One of the problems highlighted in the detailed report is that the ECB does not follow its own rules consistently. It is also too lenient towards high-risk lenders and also accused the bank of being too slow to decide on capital requirements — up to 13 months, which is “very, very long, longer than the previous year,” said Mihails Kozlovs, the ECA member in charge of the report.

“To avoid bank failures due to poor credit risk management, the ECB should ensure that banks manage credit risks soundly”, added Kozlovs. “This is crucial given the importance of trust in the banking sector and the challenging current economic conditions.”

But the new approach for determining the amount of capital a bank must hold “beyond the regulatory minimum” introduced in 2021 does not guarantee that all risks are covered. The auditors conclude that the ECB has not applied its own rules consistently.

In particular, the ECB did not impose proportionally higher requirements when banks faced higher risks. In fact, for the highest-risk banks, the bank supervisors consistently selected the lowest available capital requirements.

Furthermore, the auditors saw a pattern of the ECB failing to sufficiently escalate supervisory measures when credit risk was high and sustained and control weaknesses persisted. In response to the report, the ECB said it would review its escalation processes and added there was still a four percent staff shortfall.

Interest rate risk

The auditors only looked at credit risk. Interest rate risks, which increase the cost of capital and mortgages, have been raised a record amount since the summer of last year, were omitted.

“We understand [credit risk and interest rates] are linked.

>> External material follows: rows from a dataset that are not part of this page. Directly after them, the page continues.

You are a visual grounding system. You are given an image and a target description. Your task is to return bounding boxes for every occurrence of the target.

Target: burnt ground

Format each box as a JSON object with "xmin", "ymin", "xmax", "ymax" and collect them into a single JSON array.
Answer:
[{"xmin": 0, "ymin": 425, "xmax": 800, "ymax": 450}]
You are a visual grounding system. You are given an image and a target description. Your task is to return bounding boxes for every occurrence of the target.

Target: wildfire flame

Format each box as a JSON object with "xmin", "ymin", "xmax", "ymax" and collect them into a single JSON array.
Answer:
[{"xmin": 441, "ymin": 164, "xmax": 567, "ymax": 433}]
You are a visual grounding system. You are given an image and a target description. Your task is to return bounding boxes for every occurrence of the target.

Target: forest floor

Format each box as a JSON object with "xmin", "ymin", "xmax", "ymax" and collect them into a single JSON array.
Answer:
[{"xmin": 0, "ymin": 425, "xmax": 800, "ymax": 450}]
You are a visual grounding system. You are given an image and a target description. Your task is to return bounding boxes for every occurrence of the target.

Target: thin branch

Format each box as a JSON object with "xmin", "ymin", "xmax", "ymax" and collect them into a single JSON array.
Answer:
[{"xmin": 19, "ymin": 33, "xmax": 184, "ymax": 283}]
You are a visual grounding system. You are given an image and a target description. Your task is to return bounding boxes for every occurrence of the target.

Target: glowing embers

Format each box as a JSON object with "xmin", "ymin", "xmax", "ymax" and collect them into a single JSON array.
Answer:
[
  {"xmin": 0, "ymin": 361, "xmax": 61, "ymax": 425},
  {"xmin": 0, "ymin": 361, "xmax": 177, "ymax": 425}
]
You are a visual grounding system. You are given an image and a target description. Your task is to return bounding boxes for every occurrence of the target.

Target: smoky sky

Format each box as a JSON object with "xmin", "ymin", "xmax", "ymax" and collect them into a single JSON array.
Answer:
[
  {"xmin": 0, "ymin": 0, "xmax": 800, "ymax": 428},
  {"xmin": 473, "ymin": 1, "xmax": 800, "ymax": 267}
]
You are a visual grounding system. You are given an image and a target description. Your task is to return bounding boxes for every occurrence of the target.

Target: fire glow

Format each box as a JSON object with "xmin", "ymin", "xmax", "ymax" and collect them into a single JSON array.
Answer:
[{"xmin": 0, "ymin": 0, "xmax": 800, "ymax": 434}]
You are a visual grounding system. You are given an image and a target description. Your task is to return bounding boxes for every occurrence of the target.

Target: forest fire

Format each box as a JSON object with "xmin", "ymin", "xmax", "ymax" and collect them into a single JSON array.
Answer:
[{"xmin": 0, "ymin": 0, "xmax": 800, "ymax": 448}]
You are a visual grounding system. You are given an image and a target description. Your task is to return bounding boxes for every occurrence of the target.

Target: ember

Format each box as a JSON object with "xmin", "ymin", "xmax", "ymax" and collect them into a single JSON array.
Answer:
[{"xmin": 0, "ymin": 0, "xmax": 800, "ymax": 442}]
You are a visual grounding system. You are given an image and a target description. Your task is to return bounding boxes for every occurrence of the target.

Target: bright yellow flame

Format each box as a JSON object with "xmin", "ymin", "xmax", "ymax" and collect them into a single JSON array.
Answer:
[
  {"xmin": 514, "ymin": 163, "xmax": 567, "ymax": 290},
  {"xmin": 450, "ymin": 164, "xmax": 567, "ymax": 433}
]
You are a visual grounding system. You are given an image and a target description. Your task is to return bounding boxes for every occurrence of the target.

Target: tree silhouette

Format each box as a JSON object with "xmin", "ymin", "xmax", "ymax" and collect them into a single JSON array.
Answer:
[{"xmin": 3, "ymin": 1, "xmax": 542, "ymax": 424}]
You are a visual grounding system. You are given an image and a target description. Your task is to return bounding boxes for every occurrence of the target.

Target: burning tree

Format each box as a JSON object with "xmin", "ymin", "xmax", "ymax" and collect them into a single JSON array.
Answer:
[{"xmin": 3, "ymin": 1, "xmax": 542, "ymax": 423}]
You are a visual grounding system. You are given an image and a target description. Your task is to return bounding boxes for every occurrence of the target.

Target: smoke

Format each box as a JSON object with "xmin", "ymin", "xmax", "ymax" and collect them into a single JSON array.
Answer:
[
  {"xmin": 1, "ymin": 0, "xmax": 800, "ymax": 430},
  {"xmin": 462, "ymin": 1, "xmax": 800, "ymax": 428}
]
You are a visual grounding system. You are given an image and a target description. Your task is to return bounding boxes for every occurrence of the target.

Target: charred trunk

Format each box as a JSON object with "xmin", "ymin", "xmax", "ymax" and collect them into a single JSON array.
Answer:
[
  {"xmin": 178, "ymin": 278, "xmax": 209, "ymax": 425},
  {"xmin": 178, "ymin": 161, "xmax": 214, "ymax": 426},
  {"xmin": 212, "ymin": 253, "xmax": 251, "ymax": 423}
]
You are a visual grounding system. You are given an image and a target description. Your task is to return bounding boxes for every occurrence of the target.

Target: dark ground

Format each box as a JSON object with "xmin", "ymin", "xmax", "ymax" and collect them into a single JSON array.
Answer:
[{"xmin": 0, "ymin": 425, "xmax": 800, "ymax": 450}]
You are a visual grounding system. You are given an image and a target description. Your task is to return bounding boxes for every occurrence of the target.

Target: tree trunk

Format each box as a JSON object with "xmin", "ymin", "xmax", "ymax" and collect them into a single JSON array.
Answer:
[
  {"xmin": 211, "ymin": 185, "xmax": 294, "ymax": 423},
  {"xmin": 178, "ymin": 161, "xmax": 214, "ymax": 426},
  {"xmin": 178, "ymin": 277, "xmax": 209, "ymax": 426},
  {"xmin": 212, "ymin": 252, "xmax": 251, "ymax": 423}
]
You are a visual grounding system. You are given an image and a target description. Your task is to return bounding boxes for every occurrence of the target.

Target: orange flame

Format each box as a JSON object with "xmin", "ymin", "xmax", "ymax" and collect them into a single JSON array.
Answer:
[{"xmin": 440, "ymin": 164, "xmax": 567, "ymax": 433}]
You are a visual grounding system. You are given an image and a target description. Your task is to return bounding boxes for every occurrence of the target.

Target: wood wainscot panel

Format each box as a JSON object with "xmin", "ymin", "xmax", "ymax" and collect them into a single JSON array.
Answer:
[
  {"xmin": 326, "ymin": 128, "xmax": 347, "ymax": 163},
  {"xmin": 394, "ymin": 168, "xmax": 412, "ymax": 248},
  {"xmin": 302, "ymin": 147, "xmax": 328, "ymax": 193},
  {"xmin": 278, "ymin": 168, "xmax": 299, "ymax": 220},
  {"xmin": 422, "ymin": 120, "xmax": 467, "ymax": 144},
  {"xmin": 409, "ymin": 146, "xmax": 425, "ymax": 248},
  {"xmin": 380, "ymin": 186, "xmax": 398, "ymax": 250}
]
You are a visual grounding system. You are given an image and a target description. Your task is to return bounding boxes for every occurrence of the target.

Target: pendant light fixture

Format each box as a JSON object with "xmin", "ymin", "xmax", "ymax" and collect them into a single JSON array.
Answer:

Interest rates might lead to borrowers’ difficulties,” Kozlovs told EUobserver when asked if interest rate risks to businesses and households were included in the overall risk monitoring.

“For the time being, based on the data from the European Banking Authority, there is no significant build-up of non-performing loans,” said Kozlovs, adding that “in some sectors, the risk was increasing.”

“This only underlines the importance of our call for the rigorous application of the rules,” he said.

“Our overall conclusion is that the ECB has stepped up its efforts in supervising banks’ credit risk,” the auditors concluded in the report. “However, more must be done.”